CpG sites that did not pass false discovery rate correction at q < .05 are not reported. Covariates include age, sex, days between genetic collection and brain scan, cell count, batch, position, first 3 ancestry PCs, and socioeconomic status.

abvB, absolute value of beta; chr, chromosome; PC, principal component.
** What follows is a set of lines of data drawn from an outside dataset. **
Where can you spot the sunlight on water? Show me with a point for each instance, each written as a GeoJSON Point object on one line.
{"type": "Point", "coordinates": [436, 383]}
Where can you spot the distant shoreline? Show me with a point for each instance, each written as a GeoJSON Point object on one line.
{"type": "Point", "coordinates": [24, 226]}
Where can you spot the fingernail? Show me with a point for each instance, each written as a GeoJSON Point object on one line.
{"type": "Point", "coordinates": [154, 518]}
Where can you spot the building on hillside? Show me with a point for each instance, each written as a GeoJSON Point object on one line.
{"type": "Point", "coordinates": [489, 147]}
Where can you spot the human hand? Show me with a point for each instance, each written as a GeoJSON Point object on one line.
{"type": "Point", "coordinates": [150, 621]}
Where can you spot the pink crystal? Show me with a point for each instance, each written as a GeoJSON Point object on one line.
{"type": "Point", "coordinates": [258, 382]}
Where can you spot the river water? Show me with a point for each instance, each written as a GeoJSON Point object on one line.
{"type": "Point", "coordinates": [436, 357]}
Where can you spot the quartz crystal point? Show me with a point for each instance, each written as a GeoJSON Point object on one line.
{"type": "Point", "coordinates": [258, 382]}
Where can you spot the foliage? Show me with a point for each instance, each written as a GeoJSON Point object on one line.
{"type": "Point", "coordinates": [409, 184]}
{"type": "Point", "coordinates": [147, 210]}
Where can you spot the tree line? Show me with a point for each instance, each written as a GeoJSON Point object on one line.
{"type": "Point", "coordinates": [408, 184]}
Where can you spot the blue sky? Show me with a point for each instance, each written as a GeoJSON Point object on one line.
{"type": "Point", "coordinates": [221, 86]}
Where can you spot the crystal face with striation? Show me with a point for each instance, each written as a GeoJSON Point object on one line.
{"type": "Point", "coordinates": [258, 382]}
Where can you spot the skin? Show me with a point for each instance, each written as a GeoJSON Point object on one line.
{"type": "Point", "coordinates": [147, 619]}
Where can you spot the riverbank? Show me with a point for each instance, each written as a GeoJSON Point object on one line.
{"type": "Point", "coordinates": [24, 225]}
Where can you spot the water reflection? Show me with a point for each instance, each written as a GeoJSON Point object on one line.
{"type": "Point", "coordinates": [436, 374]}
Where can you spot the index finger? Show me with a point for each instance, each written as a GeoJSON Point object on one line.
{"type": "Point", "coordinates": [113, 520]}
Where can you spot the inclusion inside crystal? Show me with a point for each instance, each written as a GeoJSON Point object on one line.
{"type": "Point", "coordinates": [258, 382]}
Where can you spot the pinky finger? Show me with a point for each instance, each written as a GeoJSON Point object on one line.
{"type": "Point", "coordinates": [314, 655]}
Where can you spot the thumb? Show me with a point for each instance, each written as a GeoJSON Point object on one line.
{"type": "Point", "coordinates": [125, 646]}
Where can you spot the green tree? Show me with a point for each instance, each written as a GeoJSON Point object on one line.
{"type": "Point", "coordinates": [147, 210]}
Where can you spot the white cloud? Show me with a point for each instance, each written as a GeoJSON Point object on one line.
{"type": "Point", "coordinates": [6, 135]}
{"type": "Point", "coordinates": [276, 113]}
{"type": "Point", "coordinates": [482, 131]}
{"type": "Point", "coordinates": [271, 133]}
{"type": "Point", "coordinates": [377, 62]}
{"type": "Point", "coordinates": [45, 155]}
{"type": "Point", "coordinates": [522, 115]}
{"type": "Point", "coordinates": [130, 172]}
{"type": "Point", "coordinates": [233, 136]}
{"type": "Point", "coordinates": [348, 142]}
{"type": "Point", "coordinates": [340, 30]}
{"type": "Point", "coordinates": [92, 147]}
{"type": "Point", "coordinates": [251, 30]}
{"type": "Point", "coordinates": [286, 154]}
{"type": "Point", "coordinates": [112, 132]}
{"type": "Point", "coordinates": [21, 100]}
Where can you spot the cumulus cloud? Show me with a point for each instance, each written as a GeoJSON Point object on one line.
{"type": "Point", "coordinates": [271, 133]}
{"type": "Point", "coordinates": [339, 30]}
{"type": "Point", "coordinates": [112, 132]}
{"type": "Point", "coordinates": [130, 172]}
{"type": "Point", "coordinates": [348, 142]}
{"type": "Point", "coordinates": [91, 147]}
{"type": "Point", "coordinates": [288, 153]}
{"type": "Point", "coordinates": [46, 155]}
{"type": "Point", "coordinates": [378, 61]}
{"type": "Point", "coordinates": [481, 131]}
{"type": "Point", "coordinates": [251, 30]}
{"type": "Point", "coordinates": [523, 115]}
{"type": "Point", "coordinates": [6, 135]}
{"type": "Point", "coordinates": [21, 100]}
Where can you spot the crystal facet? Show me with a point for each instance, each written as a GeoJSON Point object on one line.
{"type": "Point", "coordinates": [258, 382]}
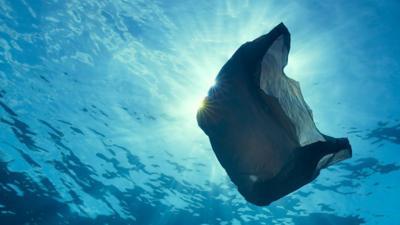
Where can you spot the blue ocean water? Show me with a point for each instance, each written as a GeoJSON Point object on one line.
{"type": "Point", "coordinates": [98, 102]}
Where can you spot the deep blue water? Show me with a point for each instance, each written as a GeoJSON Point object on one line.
{"type": "Point", "coordinates": [98, 103]}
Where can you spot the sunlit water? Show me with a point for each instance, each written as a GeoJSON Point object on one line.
{"type": "Point", "coordinates": [98, 103]}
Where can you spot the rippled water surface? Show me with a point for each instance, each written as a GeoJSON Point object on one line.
{"type": "Point", "coordinates": [98, 103]}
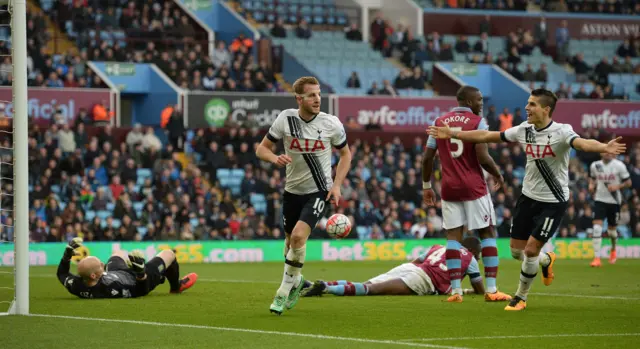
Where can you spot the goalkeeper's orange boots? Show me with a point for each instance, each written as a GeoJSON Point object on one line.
{"type": "Point", "coordinates": [455, 298]}
{"type": "Point", "coordinates": [186, 283]}
{"type": "Point", "coordinates": [497, 297]}
{"type": "Point", "coordinates": [516, 304]}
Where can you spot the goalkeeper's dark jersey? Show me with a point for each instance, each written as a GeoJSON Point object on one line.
{"type": "Point", "coordinates": [112, 284]}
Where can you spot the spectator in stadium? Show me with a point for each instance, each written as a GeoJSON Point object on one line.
{"type": "Point", "coordinates": [462, 45]}
{"type": "Point", "coordinates": [541, 33]}
{"type": "Point", "coordinates": [352, 33]}
{"type": "Point", "coordinates": [562, 41]}
{"type": "Point", "coordinates": [278, 30]}
{"type": "Point", "coordinates": [482, 45]}
{"type": "Point", "coordinates": [378, 32]}
{"type": "Point", "coordinates": [303, 30]}
{"type": "Point", "coordinates": [387, 89]}
{"type": "Point", "coordinates": [373, 90]}
{"type": "Point", "coordinates": [354, 80]}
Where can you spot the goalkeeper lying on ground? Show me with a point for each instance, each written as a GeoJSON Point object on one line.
{"type": "Point", "coordinates": [124, 276]}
Sex, Age, and Genotype as Moderators of DNAm and Hippocampal Volume

Sex and Age Interactions

Due to sex and age being additional significant predictors of hippocampal volume, we explored models with sex and age interaction terms. To optimize interaction effect detection in multiple regression analyses, model 1 was utilized to retain the largest sample size (52). Sex did not significantly interact with NR3C1, FKBP5, or SLC6A4 PC1 to predict hippocampal volume (Table 5). However, age did significantly interact with NR3C1, FKBP5, and SLC6A4 PC1 in predicting hippocampal volume (Table 5). Next, we compared effect sizes of DNAm PC1 predicting hippocampal volume within 2 age groups based on previous literature (61), highlighting differing epigenetic malleability within these ages (younger: 0–3 years old [n = 81] and older: 3–14 years old [n = 167]). Younger children had larger effect sizes for NR3C1 (b = −1.96) and FKBP5 (b = −3.58) PC1s than older children (NR3C1 b = −0.58, FKBP5 b = −1.05) (Figure 2). In contrast, older children had a larger effect size for SLC6A4 PC1 (b = 1.94) than younger children (b = 1.46) (Figure 2).

Table 5.

Hippocampal Volume and DNA Methylation Interactions With Age and Sex

	NR3C1		FKBP5		SLC6A4
	Beta	p	Beta	p	Beta	p
Age Interaction
PC1	−5.813	2.14 × 10−5a	−4.755	2.14 × 10−4a	4.786	2.35 × 10−4a
Age (in years)	0.823	<2 × 10−16a	0.852	<2 × 10−16a	0.832	<2 × 10−16a
PC1 × age	0.602	5.72 × 10−16a	0.595	3.09 × 10−16a	−0.571	1.43 × 10−13a
Sex Interaction
PC1	−6.588	2.98 × 10−5a	−3.355	.026a	5.811	6.84 × 10−5a
Sex	1.809	5.02 × 10−5a	1.859	4.87 × 10−5a	1.714	1.30 × 10−4a
PC1 × sex	0.085	.853	0.113	.806	0.210	.659

DNA methylation is represented by first principal components (PC1). Covariates include age at scan, sex, days between genetic collection and brain scan, cell count, batch, and position. Interactions reported with age as a continuous variable.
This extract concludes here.